Summary of impact:
At approximately 14:30 UTC on 5th August 2022, we encountered an issue with one of our services which caused delays in sending SMS via Dotdigital. We restored services at 15:10 UTC on 5th August 2022.
Customers may have experienced delays with their SMS sends. No messages were lost however the API to submit messages was intermittently available.
The Dotdigital SMS system uses a messaging service to allow different processes to communicate. Prior to the incident this messaging service was updated with the installation of a new plugin and this action caused the messaging system to restart in an unplanned way. Due to the configuration of our messaging cluster the restart caused message queues to become out of sync with their failover queue. This situation persisted and eventually caused a degradation of service which prevented SMS traffic from being dispatched.
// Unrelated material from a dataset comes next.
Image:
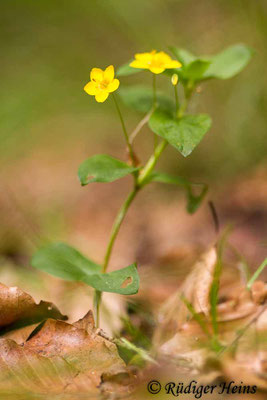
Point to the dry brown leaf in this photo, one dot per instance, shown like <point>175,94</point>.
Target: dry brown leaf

At 14:30 UTC alarms were triggered after an automated system detected a large batch of application errors. At 14:40 UTC errors occurred in our Communications API which prevented customers submitting new messages. The decision was taken to failover to our alternate disaster recovery site and normal service was restored at 15:10 UTC.
Investigations continued in our primary site and the fault with the messaging system was identified and addressed by following a standard restart procedure.
We will investigate migrating our messaging system from an older high availability method to a newer alternative. This will make the system less prone to failure from unexpected restarts.